Ordinance negates the spirit of the judgment
The judgment is not solely based on the language of Article 239AA(3)(a) but invokes larger constitutional principles of democracy and federalism. Noting that the Constitution itself envisaged an elected government and legislative assembly for the NCTD, the Court said that it has to adopt an interpretation which will advance the interests of democracy and federalism.
“In a democratic form of government, the real power of administration must reside in the elected arm of the State, subject to the confines of the Constitution,” the Court observed. It added, “A constitutionally entrenched, and democratically elected government needs to have control over its administration”.
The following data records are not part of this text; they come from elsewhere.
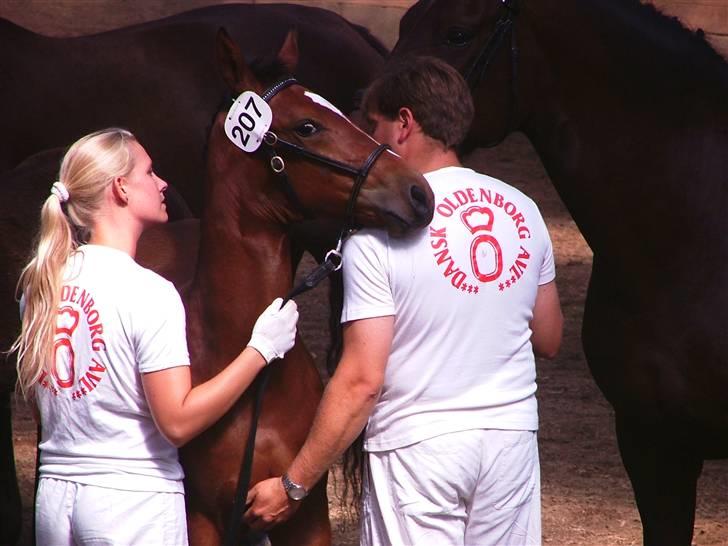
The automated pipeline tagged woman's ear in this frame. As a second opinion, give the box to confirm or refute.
[111,176,129,206]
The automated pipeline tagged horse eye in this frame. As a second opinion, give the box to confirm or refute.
[445,27,474,47]
[294,121,319,137]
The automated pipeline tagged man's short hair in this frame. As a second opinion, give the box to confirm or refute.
[362,56,474,149]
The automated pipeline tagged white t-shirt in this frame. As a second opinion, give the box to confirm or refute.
[342,167,555,451]
[36,245,189,492]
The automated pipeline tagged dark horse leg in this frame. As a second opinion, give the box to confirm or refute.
[268,478,331,546]
[0,389,22,544]
[616,415,703,546]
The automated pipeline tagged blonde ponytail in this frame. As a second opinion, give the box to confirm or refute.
[11,128,135,399]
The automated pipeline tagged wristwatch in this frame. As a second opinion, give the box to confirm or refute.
[281,474,308,501]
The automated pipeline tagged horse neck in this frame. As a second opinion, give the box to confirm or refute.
[187,152,293,371]
[520,0,728,253]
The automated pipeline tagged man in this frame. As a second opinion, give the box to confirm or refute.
[246,57,562,546]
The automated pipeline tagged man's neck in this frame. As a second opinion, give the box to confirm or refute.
[405,148,462,173]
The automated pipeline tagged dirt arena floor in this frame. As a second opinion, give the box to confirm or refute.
[8,135,728,546]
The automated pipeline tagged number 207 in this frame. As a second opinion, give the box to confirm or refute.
[231,96,263,146]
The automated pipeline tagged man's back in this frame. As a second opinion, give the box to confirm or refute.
[343,167,555,451]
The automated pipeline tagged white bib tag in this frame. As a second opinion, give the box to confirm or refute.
[225,91,273,152]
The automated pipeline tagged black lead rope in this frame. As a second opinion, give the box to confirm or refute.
[223,78,389,546]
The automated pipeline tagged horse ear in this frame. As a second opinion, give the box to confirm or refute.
[215,28,255,91]
[278,28,298,74]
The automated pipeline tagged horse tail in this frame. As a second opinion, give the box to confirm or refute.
[326,271,365,516]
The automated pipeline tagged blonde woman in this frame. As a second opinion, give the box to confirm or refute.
[15,129,298,546]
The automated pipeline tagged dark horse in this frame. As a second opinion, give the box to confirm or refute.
[393,0,728,545]
[0,4,386,208]
[181,29,433,546]
[0,5,386,544]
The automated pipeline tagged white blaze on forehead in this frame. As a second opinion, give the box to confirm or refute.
[305,91,348,119]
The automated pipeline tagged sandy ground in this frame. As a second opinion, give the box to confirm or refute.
[9,135,728,546]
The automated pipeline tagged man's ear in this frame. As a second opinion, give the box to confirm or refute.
[111,176,129,205]
[397,106,417,144]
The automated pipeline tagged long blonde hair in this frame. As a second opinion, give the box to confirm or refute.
[11,128,136,399]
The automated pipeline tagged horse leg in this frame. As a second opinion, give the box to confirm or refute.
[268,478,331,546]
[187,506,222,544]
[0,389,22,544]
[617,416,703,546]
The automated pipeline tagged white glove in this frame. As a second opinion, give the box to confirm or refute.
[248,298,298,364]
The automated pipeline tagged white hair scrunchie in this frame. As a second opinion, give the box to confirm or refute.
[51,182,70,203]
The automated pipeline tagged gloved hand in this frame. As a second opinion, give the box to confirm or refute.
[248,298,298,364]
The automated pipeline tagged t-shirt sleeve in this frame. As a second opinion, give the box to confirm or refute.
[341,231,395,323]
[135,281,190,373]
[538,211,556,286]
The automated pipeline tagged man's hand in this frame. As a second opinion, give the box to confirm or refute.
[243,476,301,531]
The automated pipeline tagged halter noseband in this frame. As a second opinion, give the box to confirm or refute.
[465,0,519,148]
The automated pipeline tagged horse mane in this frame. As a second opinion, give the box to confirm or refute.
[349,23,389,57]
[595,0,728,88]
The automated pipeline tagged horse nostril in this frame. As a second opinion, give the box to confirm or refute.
[410,186,430,218]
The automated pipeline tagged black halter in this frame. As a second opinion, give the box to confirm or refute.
[223,78,389,546]
[465,0,519,148]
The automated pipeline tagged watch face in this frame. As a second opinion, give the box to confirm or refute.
[288,485,306,500]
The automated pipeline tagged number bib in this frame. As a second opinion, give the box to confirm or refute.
[225,91,273,152]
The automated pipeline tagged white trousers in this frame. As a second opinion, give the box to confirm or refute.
[35,478,188,546]
[361,430,541,546]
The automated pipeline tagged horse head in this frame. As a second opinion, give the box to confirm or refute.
[208,30,433,235]
[391,0,543,146]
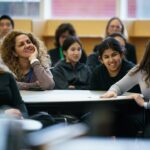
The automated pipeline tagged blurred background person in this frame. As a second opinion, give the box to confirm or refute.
[48,23,87,66]
[52,36,91,90]
[93,17,137,64]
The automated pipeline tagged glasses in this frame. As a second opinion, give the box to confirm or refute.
[110,25,121,29]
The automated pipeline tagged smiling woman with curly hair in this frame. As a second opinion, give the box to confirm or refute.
[1,31,54,90]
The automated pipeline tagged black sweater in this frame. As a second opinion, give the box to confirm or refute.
[0,72,28,117]
[52,60,91,90]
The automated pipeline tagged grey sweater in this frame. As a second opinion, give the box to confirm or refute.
[17,61,55,90]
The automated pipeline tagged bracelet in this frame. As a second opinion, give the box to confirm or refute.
[30,58,39,64]
[144,102,148,109]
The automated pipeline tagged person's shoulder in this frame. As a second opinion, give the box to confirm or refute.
[48,48,59,55]
[126,42,135,50]
[122,60,135,69]
[1,71,14,78]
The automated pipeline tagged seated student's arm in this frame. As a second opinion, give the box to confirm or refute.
[52,67,69,89]
[10,74,28,118]
[102,69,138,98]
[17,81,41,90]
[31,61,55,90]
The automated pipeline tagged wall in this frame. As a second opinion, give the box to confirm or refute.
[15,20,150,61]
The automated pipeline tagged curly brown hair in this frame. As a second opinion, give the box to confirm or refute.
[1,31,50,80]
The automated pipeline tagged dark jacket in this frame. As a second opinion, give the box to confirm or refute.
[0,73,28,117]
[48,48,87,66]
[86,52,101,72]
[93,43,137,64]
[52,60,91,90]
[90,60,140,93]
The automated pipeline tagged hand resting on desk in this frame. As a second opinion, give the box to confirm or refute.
[100,91,117,98]
[128,94,144,107]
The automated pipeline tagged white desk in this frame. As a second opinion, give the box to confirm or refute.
[21,90,140,116]
[21,90,131,103]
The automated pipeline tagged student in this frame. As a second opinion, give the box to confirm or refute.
[0,15,14,45]
[52,36,90,90]
[48,23,87,66]
[1,31,54,90]
[90,37,140,92]
[86,32,132,71]
[93,17,137,64]
[0,64,28,118]
[102,41,150,109]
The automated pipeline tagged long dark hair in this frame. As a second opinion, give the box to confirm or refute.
[98,37,123,59]
[105,17,125,36]
[131,40,150,87]
[62,36,82,51]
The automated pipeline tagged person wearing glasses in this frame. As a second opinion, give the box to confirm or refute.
[93,17,137,64]
[0,15,14,45]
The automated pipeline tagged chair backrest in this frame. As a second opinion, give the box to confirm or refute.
[0,117,23,150]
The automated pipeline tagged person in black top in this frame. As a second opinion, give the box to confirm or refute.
[0,64,28,118]
[93,17,137,64]
[90,37,140,92]
[86,32,134,72]
[48,23,87,66]
[52,36,91,90]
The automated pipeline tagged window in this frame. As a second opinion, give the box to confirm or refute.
[51,0,116,19]
[0,0,40,18]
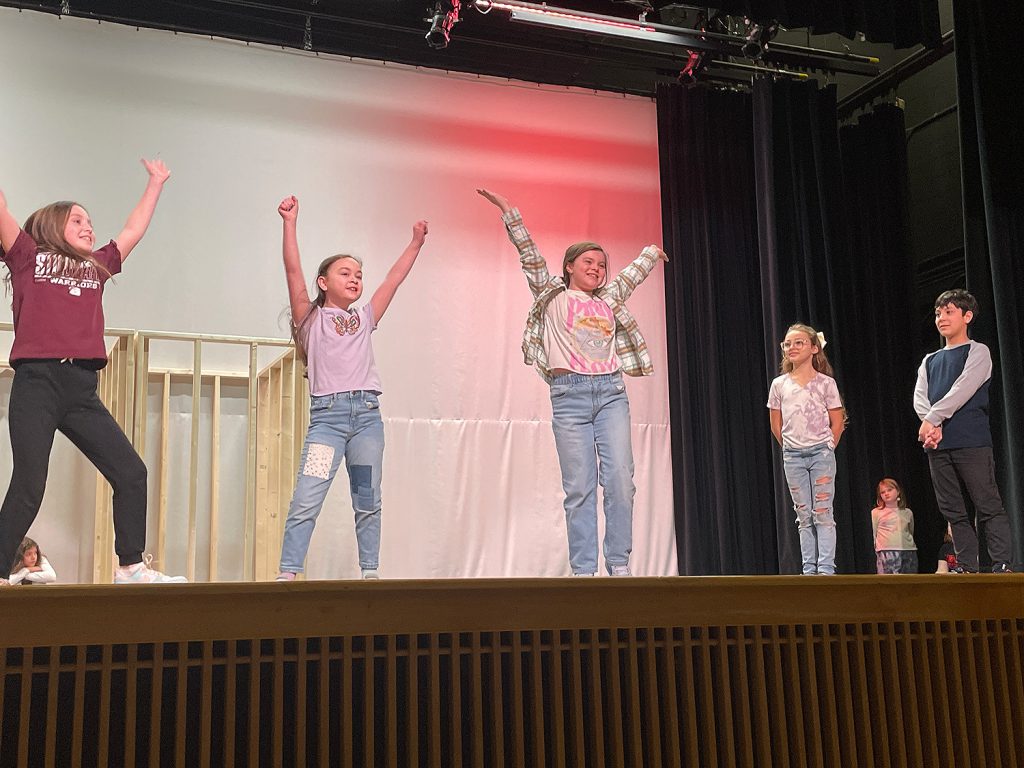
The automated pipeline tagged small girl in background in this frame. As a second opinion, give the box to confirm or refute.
[935,523,967,573]
[276,196,427,582]
[9,537,57,585]
[768,324,846,575]
[871,477,918,573]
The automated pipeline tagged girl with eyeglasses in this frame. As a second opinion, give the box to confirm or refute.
[276,196,427,582]
[768,324,846,575]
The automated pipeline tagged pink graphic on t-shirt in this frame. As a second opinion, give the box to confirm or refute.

“If a democratically elected government is not provided with the power to control the officers posted within its domain, then the principle underlying the triple chain of collective responsibility would become redundant. That is to say, if the government is not able to control and hold to account the officers posted in its service, then its responsibility towards the legislature as well as the public is diluted. The principle of collective responsibility extends to the responsibility of officers, who in turn report to the ministers.”
The bench cautioned:
“If the officers stop reporting to the ministers or do not abide by the directions, the entire principle of collective responsibilities is affected. A democratically elected government can perform only when there is an awareness on the part of officers of the consequences which may ensue, if they do not perform. If the officers feel that they are insulated from the control of the elected government which they are serving, then they become unaccountable or may not show commitment towards their performance.”
The effect of the present Ordinance is to perpetuate the very same danger which the Court apprehended and wanted to avert - insulation of the civil servants from the elected government and their consequent loss of accountability, disruption of the accountability and efficiency of the elected Delhi government and indirect rule of the Union Government in violation of federalism. The arguments of the Union Government were rejected by the Court on the ground that they will lead to erosion of democracy and federalism. The very same arguments have come alive through the present Ordinance, which mocks the Supreme Court. So, even applying the principles of primacy of elected government, triple chain of accountability and cooperative federalism which are discussed in the judgment, the Ordinance cannot pass the muster. The Ordinance is nothing but a colourable legislation which does not square with the Constitution Bench judgment both in its letter and spirit.